Pemerintah Provinsi Gorontalo menetapkan sektor peternakan sapi sebagai salah satu program strategis dalam lima tahun ke depan. Gubernur Gorontalo, Gusnar Ismail, menyampaikan hal ini dalam kunjungan kerjanya ke Direktorat Jenderal Peternakan dan Kesehatan Hewan, Kementerian Pertanian, Selasa (6/5/2025).
Dalam pertemuan tersebut, yang diterima langsung oleh Direktur Pakan Nur Saptahidayat, Gusnar menjelaskan bahwa pengembangan peternakan akan difokuskan pada dua pendekatan utama, yakni sistem penggemukan dan peternakan kandang.
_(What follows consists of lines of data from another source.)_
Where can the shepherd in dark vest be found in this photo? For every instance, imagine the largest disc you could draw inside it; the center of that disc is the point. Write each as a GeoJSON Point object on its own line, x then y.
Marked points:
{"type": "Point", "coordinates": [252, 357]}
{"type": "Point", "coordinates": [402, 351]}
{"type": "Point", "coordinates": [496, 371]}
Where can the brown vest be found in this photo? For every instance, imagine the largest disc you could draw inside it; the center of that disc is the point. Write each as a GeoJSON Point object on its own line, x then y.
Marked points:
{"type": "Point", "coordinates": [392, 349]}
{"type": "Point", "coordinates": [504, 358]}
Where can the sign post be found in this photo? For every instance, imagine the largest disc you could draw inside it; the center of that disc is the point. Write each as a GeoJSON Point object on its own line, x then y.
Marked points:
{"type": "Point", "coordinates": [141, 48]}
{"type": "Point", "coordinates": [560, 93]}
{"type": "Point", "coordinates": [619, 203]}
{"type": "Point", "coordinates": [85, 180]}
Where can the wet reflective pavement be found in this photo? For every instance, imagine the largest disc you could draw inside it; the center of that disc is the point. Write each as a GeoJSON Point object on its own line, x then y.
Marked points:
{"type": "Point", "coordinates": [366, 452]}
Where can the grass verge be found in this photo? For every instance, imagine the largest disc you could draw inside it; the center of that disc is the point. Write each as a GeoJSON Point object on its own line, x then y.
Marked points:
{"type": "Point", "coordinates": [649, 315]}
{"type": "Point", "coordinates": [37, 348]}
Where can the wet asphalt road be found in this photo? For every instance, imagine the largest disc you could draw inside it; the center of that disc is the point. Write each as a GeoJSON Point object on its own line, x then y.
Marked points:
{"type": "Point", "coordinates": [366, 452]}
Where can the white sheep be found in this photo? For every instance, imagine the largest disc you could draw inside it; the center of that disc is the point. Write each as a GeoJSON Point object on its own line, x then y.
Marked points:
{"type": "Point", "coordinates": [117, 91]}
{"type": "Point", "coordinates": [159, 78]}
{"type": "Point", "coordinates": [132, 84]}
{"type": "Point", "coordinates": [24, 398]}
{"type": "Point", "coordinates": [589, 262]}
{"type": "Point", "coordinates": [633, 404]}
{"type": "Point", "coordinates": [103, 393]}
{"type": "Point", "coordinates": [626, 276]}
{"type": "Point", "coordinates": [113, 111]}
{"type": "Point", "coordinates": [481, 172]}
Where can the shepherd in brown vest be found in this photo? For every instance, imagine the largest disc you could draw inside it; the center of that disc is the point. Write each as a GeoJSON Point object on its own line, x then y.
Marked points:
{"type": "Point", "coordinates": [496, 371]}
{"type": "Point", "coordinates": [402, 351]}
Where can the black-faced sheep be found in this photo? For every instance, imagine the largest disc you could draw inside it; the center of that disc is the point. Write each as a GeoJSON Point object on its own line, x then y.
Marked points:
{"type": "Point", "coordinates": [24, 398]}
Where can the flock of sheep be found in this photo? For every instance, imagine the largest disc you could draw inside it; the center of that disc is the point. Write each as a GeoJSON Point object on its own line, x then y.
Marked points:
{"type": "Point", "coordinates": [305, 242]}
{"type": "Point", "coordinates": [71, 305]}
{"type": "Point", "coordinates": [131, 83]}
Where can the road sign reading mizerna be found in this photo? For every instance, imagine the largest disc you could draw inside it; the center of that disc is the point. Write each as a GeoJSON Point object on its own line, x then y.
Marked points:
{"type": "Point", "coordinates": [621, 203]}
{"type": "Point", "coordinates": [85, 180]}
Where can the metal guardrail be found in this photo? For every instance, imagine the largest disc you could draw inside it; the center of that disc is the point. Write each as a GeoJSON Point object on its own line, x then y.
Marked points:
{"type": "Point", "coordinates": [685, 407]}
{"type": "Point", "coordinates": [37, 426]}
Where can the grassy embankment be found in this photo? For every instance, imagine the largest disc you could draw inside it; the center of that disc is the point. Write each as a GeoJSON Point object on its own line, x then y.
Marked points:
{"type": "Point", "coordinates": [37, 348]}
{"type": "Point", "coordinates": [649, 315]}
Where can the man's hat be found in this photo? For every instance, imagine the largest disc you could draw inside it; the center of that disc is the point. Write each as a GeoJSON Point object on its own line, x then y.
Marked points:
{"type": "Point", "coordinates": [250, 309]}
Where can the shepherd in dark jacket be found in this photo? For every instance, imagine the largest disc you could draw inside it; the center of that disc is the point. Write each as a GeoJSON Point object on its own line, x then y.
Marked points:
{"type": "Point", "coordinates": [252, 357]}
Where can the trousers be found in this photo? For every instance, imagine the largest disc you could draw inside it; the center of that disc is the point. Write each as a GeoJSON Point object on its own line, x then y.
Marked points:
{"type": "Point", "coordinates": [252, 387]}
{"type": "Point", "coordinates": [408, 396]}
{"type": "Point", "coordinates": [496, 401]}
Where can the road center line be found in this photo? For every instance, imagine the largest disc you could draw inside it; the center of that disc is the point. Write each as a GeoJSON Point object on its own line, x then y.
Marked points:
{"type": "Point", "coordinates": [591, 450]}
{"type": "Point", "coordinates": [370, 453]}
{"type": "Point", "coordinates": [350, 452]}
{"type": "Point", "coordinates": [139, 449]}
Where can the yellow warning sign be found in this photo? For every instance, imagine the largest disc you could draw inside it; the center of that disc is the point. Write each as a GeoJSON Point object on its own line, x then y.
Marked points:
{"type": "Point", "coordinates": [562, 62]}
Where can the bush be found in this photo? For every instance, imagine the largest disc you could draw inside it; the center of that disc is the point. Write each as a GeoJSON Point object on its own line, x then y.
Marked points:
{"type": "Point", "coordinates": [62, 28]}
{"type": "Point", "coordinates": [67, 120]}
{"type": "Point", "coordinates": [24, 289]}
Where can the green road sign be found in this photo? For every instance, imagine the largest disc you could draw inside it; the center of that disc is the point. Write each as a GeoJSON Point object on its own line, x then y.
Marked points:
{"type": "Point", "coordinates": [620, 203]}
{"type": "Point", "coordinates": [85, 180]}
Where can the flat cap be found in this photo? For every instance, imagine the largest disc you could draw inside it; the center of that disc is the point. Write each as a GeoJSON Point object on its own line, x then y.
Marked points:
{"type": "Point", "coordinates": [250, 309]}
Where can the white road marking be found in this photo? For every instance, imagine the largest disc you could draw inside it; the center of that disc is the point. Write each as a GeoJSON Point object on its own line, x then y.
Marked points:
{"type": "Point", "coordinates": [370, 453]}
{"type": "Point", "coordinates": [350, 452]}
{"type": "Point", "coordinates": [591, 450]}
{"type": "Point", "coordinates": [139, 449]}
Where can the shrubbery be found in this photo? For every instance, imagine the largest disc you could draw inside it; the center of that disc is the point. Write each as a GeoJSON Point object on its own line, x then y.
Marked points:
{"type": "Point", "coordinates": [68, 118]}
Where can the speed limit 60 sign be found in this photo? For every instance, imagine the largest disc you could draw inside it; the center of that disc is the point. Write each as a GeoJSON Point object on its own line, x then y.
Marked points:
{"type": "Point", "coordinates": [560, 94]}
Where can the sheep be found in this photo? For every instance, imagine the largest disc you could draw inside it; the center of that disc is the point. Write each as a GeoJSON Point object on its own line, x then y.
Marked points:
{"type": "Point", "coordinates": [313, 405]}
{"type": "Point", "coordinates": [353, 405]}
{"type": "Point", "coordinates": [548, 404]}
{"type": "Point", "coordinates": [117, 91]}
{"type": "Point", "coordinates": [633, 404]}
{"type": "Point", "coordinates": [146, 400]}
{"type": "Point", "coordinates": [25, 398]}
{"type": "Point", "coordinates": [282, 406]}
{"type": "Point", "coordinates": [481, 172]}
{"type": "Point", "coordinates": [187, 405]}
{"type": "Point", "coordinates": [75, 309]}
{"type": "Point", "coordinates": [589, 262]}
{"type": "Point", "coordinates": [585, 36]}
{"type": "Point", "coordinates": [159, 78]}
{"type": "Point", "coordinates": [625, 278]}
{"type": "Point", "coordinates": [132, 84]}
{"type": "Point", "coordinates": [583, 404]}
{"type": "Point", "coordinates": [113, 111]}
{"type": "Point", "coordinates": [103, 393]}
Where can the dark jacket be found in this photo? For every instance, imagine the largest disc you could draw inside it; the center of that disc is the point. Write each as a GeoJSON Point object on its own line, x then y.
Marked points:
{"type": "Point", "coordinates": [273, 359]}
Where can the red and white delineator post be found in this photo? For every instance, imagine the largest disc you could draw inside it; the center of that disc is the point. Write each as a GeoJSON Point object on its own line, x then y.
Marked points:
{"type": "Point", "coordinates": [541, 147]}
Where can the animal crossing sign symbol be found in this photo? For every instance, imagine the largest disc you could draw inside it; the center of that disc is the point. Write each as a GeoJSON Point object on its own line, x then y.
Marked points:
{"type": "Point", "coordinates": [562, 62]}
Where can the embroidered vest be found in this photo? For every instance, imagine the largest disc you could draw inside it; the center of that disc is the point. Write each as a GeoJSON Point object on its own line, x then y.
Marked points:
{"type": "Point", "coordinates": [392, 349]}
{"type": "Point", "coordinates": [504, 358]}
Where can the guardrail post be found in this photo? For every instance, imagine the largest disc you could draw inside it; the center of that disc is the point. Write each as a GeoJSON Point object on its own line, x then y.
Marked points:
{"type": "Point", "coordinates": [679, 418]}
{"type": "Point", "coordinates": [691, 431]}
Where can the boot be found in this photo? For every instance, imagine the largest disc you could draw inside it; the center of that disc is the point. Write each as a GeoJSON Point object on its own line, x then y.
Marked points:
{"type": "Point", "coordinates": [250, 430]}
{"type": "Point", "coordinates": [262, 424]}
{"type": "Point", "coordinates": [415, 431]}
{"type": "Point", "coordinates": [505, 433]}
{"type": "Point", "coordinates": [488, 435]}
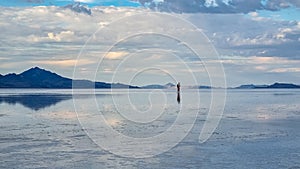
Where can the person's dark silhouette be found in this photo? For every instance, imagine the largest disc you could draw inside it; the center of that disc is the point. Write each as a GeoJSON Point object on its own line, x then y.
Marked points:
{"type": "Point", "coordinates": [178, 87]}
{"type": "Point", "coordinates": [178, 92]}
{"type": "Point", "coordinates": [178, 97]}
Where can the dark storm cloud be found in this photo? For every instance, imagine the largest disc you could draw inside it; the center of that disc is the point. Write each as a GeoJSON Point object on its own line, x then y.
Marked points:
{"type": "Point", "coordinates": [217, 6]}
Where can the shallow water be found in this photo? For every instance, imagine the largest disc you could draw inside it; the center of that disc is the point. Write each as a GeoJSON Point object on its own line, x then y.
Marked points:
{"type": "Point", "coordinates": [42, 129]}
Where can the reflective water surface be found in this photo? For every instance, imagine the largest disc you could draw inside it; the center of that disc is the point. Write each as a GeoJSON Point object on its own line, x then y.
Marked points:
{"type": "Point", "coordinates": [42, 128]}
“Kami memiliki lahan potensial seluas 200 hingga 300 hektare yang siap dikembangkan untuk peternakan sapi,” ujar Gusnar dilansir dari Gorontaloprov.go.id.
Ia menambahkan, program ini bertujuan mendukung kemandirian pangan daerah dan mengurangi ketergantungan terhadap pasokan daging dari luar provinsi.
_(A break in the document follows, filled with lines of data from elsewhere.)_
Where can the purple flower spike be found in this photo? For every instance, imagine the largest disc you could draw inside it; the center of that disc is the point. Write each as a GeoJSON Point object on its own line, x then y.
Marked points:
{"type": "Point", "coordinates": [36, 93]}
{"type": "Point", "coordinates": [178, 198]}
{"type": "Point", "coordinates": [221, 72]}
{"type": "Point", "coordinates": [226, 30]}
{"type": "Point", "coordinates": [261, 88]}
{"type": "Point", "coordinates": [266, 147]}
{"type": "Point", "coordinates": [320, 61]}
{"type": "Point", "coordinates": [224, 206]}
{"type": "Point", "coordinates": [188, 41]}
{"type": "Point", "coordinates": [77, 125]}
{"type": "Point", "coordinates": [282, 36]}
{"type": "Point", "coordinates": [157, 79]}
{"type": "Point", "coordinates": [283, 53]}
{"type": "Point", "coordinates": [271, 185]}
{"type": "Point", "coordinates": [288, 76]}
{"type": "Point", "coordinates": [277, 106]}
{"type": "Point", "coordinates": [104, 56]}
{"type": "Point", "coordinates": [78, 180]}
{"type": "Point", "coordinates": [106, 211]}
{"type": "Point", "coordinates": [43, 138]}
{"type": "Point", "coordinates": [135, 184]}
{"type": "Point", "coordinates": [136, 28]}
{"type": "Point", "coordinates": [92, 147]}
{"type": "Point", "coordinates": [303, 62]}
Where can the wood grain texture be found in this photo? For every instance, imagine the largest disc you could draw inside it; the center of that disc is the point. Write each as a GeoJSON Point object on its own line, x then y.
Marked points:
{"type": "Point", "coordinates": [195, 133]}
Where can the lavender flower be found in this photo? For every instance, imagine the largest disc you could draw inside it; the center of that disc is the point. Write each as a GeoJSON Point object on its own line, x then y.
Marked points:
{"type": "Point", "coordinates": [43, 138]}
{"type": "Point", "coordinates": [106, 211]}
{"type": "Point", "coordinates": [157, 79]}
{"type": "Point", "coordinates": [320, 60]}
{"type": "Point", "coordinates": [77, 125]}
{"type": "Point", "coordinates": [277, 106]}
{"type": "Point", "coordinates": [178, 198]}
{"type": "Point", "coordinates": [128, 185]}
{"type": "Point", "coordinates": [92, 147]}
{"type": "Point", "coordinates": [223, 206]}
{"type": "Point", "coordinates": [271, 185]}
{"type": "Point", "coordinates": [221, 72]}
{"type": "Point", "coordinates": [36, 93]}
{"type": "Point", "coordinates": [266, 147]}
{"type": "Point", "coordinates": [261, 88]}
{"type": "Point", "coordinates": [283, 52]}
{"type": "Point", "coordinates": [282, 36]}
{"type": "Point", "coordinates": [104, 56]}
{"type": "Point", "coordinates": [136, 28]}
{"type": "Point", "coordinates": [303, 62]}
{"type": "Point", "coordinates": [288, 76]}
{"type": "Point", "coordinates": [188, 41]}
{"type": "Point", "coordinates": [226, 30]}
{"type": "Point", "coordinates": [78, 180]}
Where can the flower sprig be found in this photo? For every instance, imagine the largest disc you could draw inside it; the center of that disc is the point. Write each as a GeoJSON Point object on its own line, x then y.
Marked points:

Selain kesiapan lahan, Gorontalo juga telah menyiapkan pakan lokal seperti jagung, ampas tebu, dan rumput gajah dalam jumlah melimpah untuk menjamin keberlanjutan program.
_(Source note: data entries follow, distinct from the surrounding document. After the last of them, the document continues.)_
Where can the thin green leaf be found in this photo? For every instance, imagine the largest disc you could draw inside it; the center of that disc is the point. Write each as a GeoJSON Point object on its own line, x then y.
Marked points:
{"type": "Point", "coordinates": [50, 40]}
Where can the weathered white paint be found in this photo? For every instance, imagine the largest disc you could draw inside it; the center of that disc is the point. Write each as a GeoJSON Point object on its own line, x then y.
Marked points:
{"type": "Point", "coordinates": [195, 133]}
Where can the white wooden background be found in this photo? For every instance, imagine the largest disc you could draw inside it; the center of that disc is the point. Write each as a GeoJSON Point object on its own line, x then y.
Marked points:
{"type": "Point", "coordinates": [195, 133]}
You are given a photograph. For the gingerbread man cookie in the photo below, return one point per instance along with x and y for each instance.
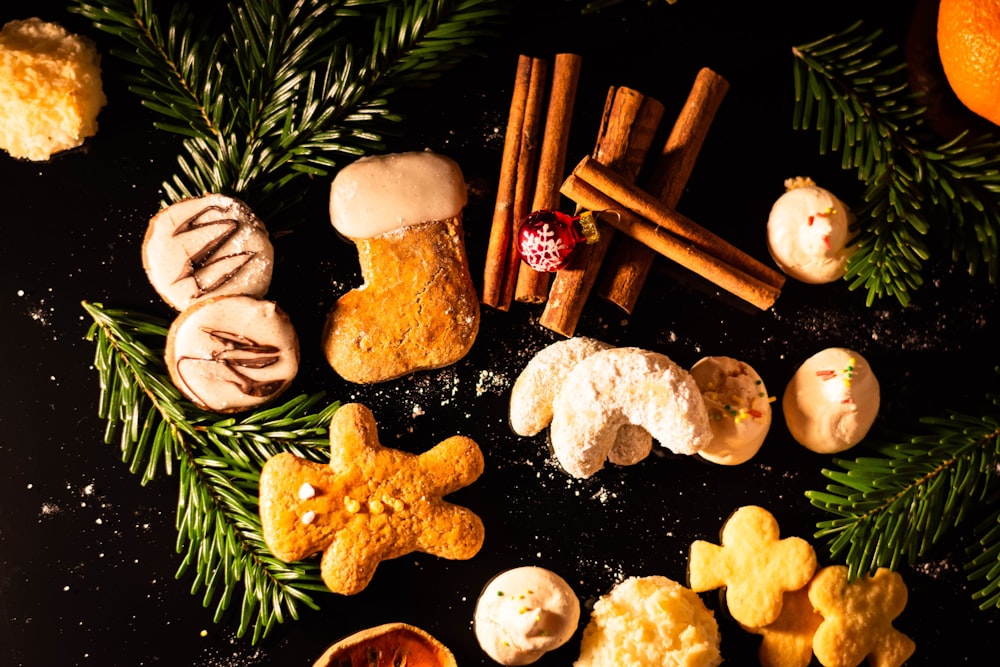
(370, 504)
(857, 618)
(754, 566)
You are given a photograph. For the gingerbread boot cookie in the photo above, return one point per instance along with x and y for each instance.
(370, 504)
(418, 308)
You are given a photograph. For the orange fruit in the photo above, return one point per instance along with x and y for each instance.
(968, 37)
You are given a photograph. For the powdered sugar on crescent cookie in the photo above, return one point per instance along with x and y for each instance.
(619, 387)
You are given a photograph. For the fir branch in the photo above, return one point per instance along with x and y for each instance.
(218, 462)
(855, 93)
(893, 508)
(285, 94)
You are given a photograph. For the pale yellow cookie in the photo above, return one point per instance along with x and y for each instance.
(650, 621)
(754, 566)
(857, 618)
(788, 641)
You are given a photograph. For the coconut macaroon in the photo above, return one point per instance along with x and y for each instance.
(417, 308)
(50, 89)
(207, 246)
(739, 409)
(808, 232)
(232, 353)
(524, 613)
(650, 622)
(831, 401)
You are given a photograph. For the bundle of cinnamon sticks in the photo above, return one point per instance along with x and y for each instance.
(530, 173)
(644, 218)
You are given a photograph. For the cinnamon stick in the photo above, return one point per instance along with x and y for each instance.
(748, 287)
(628, 126)
(502, 231)
(532, 285)
(628, 262)
(641, 203)
(527, 168)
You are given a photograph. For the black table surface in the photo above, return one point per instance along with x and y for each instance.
(87, 556)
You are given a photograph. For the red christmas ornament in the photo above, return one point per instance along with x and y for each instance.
(548, 238)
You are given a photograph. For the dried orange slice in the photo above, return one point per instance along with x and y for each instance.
(389, 645)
“Ketersediaan bahan pakan ini menjadi modal penting. Kami juga membuka peluang kerja sama dengan investor dan peternak lokal,” tegasnya. Ia menilai program ini tidak hanya akan memperkuat ketahanan pangan nasional, tetapi juga menciptakan lapangan kerja baru di sektor pertanian dan peternakan.
Direktur Pakan, Nur Saptahidayat, menyambut positif inisiatif tersebut. Ia menyatakan dukungan penuh terhadap daerah yang menunjukkan komitmen kuat dalam membangun sektor peternakan secara berkelanjutan.